How ICO is going to determine and audit compliance?

The Answer is yet to be known but GDPR is considered as Holistic meaning you have to comply with all aspects of the GDPR Articles. But this still need to be cleared once the auditing starts.

While there may be still some discussion as to whether a GDPR policy is adequate but Past experience would suggest that the ICO requires full compliance with legislation and is very unlikely that ICO Auditing authorities will accept poor documentation or implementation.

It is very likely that firms suffering security breaches will be the ICO's first targets to do audit.

the ICO will measure compliance] by becoming aware of Small Businesses suffering from public breaches and auditing Small Businesses - especially those falling into the former category.

Let’s be practical as there will be a lot of non-compliance especially across SMB’s, which will be understandable. There will be some major problems such as security breaches, in which case the organisation's IT security and Data Privacy policies and practices will be scrutinised thoroughly.

What is the role of Data Controller?

Data controllers as defined by the ICO is a person “Taking into account the nature, scope, context and purposes of processing as well as the risks of varying likelihood and severity for the rights and freedoms of natural persons, the controller shall implement appropriate technical and organisational measures to ensure and to be able to demonstrate that processing is performed in accordance with this Regulation”

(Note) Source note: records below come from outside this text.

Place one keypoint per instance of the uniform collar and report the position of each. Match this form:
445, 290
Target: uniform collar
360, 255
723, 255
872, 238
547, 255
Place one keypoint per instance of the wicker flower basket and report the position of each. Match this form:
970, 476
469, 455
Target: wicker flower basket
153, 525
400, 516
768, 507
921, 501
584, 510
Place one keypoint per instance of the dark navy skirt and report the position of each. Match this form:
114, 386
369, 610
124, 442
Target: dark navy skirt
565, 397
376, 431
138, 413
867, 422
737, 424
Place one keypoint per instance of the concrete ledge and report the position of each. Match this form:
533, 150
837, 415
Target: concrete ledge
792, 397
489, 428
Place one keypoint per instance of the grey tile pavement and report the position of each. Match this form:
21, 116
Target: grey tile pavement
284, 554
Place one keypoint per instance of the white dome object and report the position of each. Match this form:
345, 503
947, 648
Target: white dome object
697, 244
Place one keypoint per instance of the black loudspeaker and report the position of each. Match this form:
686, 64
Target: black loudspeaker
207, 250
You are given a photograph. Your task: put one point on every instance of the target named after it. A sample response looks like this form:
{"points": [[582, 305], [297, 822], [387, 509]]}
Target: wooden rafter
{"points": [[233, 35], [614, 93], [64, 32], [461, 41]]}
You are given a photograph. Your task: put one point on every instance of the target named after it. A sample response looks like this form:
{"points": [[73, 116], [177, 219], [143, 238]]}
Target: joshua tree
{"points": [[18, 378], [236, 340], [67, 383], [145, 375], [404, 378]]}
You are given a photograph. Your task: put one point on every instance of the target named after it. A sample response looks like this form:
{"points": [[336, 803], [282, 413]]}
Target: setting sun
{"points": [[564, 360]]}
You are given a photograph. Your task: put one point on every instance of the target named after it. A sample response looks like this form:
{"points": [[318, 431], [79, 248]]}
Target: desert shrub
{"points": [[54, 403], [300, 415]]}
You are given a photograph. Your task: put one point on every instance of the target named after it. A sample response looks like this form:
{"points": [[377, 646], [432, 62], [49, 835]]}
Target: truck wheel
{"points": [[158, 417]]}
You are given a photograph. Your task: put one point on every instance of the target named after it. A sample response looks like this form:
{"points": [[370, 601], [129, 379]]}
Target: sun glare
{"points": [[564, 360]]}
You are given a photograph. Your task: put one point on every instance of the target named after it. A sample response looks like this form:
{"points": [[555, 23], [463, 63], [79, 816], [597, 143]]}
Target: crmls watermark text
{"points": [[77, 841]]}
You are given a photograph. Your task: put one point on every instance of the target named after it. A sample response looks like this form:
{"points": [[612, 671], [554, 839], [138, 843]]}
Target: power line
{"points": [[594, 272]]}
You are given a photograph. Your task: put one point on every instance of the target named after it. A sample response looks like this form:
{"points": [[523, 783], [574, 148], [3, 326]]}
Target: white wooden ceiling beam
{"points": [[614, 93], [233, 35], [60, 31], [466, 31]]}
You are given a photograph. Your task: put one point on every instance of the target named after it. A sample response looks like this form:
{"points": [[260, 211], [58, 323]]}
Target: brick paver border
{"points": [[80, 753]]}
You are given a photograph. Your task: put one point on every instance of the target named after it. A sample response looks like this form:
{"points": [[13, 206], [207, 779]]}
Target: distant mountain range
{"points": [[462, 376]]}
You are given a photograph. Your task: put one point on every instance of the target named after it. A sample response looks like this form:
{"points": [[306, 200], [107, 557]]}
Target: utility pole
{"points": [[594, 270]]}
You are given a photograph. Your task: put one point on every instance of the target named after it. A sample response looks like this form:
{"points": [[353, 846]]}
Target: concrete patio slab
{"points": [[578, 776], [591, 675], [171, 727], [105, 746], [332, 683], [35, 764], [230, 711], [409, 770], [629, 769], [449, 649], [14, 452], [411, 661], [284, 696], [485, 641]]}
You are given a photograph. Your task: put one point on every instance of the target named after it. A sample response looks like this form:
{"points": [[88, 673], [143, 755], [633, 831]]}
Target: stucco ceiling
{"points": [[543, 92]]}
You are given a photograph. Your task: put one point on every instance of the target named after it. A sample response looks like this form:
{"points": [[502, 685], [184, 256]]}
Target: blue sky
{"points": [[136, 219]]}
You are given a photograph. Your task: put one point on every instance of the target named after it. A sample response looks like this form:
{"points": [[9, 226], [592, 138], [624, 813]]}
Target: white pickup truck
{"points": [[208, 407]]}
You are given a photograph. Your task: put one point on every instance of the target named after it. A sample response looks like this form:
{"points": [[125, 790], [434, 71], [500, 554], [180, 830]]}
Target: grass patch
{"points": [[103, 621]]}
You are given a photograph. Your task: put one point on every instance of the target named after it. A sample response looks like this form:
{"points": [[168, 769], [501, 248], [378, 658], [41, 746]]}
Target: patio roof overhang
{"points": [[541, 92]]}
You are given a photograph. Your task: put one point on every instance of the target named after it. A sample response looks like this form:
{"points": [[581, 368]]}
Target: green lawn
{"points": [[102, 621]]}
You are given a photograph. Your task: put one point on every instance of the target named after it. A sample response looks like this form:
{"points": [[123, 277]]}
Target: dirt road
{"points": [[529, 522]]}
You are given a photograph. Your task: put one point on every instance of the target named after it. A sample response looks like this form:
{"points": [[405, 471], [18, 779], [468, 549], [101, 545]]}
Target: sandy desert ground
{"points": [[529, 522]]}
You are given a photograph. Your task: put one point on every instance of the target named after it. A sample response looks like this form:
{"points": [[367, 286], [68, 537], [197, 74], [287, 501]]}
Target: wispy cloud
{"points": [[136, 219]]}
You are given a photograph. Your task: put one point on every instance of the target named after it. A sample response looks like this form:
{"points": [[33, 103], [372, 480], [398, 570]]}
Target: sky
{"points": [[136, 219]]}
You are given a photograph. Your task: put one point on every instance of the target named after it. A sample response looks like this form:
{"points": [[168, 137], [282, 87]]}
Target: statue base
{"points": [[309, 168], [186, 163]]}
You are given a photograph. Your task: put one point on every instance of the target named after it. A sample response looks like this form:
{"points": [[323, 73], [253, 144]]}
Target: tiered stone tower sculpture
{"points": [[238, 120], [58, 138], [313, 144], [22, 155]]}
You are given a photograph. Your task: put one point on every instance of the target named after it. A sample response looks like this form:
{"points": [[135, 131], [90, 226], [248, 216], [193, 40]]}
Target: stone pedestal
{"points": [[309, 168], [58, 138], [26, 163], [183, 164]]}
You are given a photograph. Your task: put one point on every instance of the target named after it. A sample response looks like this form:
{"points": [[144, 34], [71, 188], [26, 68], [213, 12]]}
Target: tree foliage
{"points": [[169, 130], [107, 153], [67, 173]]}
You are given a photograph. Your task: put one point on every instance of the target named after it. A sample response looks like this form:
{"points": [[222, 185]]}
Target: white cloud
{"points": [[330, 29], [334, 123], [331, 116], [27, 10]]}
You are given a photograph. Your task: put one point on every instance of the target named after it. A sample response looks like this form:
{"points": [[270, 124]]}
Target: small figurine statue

He/she must be able to show they have established a data protection compliance programme and privacy governance structure in the organisation, as well as exhibit ongoing privacy controls in the organisation.

Controllers must also embed privacy procedures into SMB IT Security policies and everyday activities that concern personal data. Not only must they document in policy document their privacy measures and keep records of compliance, but they must train employees on privacy and data protection matters and test their privacy measures, using the results to improve their policies.

Should you go for GDPR Certification Schemes available in the market?

No, certainly not Don’t be fooled by the Certification Schemes as this will help you prepare for GDPR but certainly doesn’t make you certified but can help you be qualified as if you enter them for the purpose of gaining a certificate demonstrating compliance. As we revealed above, there are currently no bodies appointed by ICO authorized to audit and certify GDPR compliance for SMB.

Those that do exist may say their certification is valid for GDPR, but in fact, they're often based on the National Cyber Security Centre's Cyber Secure standard there is a chance that ICO may still declare you non-Complaint.

When Is ICO going to Provide Certification Bodies?

ICO intends to provide approve accredited UK bodies that can offer proper certification expected by spring 2018, just ahead of GDPR coming into force on 25th May 2018.

What is SMB Best Bet at the moment?

The best net for SMB is to get involved with GDPR. Start drafting their IT Security Policy and Data Protection Policy and Procedure. Alter the way they control and process personal information. Start sending consent confirmation to users. Consult to GDPR Consultants who can guide you through the process.